US Army afghanistan

Segundo trabalho acadêmico de um major, o US Army não está bem preparado para combater no Afeganistão

vinheta-destaque-forteUma monografia feita por um major do Exército dos EUA levantou o debate sobre o fraco treinamento e equipamento dos soldados americanos no Afeganistão.

O trabalho, intitulado Increasing Small Arms Lethality in Afghanistan: Taking Back the Infantry Half Kilometer do major Thomas Ehrhart, publicado na Army School for Advanced Military Studies de Fort Leavenworth, diz que o US Army está mal treinado e mal equipado em suas linhas de frente para enfrentar as forças insurgentes do Afeganistão nas grandes distâncias de terreno montanhoso.

Segundo o trabalho de Ehrhart, é necessária a melhoria do fuzil M4, a possível substituição da arma básica do soldado e mudanças radicais no equipamento das tropas no Afeganistão, inclusive uma nova camuflagem no uniforme, que coincida com o terreno local.
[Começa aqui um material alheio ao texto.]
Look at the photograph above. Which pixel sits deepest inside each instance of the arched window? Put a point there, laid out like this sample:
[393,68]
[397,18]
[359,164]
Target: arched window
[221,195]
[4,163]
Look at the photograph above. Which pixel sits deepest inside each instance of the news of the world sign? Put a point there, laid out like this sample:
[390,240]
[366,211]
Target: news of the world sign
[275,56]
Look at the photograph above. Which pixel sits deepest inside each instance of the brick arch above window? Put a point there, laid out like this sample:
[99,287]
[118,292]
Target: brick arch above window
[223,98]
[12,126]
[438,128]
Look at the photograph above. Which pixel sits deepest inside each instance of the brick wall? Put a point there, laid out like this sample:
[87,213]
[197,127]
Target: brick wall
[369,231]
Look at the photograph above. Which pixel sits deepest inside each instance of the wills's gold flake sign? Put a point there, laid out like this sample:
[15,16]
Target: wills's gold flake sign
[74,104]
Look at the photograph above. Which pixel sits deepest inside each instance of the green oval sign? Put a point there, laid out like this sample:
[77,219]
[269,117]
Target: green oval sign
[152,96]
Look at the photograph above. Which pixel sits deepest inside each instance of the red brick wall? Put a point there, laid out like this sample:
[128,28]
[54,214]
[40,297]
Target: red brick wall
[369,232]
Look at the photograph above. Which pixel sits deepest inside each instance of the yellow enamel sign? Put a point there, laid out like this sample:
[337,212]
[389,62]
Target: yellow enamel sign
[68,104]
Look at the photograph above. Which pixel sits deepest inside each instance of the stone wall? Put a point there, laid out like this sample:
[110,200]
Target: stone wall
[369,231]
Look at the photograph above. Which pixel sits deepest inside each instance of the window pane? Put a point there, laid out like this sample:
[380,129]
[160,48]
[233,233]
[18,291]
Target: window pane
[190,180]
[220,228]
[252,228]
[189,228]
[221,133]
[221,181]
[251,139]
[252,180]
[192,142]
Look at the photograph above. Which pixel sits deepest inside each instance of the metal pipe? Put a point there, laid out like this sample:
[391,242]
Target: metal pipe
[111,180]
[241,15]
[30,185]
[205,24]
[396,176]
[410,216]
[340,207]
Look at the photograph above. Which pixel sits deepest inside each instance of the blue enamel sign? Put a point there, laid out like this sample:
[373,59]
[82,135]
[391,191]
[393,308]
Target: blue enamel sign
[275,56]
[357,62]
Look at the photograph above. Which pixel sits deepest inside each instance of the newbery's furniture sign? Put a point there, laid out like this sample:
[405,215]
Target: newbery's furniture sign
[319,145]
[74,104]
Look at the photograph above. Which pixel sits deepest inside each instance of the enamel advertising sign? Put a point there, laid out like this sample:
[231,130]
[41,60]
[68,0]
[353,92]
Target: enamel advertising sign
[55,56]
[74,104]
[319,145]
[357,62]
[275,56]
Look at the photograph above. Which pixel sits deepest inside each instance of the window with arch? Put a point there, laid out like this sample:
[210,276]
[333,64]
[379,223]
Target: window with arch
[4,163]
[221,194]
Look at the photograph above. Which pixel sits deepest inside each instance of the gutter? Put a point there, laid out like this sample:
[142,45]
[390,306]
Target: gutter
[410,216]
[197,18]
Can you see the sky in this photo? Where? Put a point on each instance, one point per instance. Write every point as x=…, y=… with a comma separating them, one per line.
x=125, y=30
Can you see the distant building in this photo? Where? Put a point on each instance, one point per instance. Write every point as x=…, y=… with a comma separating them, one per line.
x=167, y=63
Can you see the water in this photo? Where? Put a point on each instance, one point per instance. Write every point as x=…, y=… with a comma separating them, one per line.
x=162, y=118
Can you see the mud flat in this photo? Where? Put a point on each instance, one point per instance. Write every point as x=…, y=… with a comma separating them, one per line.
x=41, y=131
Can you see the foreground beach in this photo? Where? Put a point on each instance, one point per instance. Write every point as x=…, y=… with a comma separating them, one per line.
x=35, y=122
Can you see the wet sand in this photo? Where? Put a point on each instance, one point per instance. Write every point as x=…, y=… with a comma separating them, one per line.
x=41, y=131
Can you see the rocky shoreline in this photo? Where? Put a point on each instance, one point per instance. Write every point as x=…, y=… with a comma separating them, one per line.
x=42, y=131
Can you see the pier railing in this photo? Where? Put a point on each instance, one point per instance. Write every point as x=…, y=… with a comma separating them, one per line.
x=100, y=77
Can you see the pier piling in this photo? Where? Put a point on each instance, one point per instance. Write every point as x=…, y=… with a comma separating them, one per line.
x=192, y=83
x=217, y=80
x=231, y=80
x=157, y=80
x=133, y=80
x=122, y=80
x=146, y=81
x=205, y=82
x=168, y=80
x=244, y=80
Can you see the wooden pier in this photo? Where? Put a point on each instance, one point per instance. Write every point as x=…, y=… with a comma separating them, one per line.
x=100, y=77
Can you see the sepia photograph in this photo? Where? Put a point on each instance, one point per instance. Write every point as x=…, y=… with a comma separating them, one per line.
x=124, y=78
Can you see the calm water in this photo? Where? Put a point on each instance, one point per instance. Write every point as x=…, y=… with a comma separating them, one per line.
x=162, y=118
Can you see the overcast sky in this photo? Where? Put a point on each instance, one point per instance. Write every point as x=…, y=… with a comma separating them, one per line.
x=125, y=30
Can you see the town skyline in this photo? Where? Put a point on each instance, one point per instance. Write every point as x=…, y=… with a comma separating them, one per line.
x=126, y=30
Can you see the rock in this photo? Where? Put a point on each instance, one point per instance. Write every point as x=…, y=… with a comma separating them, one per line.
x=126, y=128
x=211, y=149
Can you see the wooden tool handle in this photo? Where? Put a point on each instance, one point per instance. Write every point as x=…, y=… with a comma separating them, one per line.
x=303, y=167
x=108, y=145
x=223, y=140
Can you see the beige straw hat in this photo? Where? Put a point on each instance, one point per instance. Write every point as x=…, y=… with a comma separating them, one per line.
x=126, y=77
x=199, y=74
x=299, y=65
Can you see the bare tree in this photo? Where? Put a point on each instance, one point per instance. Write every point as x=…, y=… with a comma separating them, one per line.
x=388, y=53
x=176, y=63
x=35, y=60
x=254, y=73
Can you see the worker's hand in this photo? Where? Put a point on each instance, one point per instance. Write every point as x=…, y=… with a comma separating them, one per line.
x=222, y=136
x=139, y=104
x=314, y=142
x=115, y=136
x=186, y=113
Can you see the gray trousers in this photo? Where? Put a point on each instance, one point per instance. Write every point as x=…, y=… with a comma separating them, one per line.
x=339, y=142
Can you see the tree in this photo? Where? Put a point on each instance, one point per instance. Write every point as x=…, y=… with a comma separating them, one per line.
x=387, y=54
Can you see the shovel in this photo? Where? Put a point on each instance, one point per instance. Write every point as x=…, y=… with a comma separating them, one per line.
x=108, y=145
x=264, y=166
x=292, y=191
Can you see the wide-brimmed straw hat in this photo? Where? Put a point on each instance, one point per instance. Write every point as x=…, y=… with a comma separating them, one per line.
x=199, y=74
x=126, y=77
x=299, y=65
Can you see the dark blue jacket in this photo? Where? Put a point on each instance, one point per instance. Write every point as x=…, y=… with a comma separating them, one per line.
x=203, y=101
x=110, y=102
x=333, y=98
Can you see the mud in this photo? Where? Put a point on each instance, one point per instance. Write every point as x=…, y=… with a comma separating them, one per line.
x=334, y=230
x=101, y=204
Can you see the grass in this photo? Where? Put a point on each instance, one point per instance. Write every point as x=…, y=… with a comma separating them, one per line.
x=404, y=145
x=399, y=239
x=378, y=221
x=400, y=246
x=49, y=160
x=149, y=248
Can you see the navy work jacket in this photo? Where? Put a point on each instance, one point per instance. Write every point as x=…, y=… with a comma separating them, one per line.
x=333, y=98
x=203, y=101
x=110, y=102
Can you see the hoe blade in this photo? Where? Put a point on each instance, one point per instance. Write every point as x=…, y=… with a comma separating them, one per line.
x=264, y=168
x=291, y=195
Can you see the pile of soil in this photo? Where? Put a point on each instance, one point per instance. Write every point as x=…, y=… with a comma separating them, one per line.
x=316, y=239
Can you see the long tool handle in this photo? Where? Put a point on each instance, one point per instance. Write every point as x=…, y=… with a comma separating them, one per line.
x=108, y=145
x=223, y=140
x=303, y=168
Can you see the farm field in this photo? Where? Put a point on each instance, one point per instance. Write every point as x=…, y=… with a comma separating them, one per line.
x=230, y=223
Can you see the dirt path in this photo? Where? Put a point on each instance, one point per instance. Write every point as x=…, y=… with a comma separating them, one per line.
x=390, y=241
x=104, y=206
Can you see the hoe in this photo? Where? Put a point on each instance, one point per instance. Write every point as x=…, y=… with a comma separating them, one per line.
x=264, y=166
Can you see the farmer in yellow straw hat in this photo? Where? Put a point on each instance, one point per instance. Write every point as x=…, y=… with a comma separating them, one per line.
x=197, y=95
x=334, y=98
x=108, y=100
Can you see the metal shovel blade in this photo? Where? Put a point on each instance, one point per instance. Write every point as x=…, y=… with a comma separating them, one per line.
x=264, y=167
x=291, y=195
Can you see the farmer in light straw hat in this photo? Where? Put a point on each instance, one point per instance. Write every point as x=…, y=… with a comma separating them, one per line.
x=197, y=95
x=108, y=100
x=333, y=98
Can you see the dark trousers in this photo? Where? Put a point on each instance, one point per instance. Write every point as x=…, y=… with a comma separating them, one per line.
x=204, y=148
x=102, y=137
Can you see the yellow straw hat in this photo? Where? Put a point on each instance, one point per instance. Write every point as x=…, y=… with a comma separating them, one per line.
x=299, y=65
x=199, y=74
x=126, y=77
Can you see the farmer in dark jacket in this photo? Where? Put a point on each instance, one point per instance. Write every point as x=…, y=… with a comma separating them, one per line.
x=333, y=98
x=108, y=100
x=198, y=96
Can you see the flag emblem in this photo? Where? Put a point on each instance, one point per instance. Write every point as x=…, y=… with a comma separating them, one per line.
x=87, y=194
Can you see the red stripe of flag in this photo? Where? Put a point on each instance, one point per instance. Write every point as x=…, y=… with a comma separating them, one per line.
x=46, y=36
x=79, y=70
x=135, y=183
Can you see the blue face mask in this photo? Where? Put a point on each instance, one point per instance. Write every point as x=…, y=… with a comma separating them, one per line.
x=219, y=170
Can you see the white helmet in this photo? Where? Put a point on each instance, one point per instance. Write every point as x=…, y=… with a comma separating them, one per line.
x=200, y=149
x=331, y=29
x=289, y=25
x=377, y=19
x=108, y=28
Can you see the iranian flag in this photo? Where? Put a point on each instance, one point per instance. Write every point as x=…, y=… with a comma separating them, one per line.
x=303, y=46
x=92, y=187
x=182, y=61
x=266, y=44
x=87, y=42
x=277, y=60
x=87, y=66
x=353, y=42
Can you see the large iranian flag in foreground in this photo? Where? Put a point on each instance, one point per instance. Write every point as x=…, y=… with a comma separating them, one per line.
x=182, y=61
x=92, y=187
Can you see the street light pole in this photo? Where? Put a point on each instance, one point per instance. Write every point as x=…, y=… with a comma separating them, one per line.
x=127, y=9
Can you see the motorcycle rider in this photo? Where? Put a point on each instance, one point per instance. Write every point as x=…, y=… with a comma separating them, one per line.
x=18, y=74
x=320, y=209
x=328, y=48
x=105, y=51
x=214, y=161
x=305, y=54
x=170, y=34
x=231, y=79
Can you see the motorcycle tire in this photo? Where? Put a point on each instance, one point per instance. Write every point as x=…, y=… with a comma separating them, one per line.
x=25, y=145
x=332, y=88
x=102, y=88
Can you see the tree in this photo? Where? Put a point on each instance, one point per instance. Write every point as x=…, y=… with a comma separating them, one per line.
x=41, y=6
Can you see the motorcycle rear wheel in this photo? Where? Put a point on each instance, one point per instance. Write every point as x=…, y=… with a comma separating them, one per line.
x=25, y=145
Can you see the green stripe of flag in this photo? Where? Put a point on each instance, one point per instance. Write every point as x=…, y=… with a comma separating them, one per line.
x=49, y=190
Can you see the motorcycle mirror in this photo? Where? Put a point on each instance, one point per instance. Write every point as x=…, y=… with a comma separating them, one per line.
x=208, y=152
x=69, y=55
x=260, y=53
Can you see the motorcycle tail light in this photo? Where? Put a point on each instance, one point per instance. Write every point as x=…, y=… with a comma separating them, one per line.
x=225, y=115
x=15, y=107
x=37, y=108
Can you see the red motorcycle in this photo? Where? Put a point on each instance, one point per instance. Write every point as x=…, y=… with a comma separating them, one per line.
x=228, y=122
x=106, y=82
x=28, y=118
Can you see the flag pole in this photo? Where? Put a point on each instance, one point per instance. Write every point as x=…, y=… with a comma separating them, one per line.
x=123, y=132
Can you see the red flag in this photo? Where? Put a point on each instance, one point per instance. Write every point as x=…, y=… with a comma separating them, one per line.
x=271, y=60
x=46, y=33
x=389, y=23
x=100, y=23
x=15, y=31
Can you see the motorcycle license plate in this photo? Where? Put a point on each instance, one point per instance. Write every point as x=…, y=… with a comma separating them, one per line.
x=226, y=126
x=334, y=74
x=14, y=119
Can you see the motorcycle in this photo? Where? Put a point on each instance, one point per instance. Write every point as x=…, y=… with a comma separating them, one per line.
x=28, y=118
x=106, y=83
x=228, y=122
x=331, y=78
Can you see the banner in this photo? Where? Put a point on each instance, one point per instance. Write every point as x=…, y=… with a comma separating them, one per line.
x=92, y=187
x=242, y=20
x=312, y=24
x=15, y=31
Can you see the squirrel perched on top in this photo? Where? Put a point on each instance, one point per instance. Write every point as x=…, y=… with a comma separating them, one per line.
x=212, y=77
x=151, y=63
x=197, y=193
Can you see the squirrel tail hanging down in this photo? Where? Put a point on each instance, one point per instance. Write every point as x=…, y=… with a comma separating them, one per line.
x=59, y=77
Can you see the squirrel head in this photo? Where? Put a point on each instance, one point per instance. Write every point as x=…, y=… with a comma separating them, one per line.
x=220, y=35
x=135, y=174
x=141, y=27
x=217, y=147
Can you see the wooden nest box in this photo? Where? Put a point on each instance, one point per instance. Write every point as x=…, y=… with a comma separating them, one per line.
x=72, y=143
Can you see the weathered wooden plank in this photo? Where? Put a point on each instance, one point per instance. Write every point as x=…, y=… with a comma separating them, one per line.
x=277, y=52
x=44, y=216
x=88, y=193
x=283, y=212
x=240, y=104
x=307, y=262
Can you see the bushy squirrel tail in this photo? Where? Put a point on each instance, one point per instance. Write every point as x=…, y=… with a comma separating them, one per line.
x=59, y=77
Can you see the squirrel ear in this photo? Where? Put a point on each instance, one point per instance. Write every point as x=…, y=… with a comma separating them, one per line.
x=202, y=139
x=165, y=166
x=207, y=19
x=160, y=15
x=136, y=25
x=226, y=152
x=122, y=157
Ehrhart escreveu que, apesar do fato de que 50% dos engajamentos do Exército no Afeganistão ocorrem com o inimigo atacando a 300m de distância ou mais, a maioria dos soldados é treinada para atirar com suas M4 com precisão no máximo a 200m e mais de 80% dos soldados da infantaria são equipados com armas que não tocam o inimigo além dessa distância.

Segundo o autor, o inimigo no Afeganistão engaja as forças dos EUA do alto, com armas de médio e grosso calibre, muitas vezes com morteiros, sabendo das restrições do equipamento americano e da inabilidade dos soldados sobrecarregados em manobrar em elevações que excedem 6.000 pés (2.000m).

As armas que podem engajar o inimigo no Afeganistão além de 200m representam apenas 19% do poder de fogo de uma companhia, diz o major, o que ele considera inaceitável.

Para ler o trabalho do major, clique aqui.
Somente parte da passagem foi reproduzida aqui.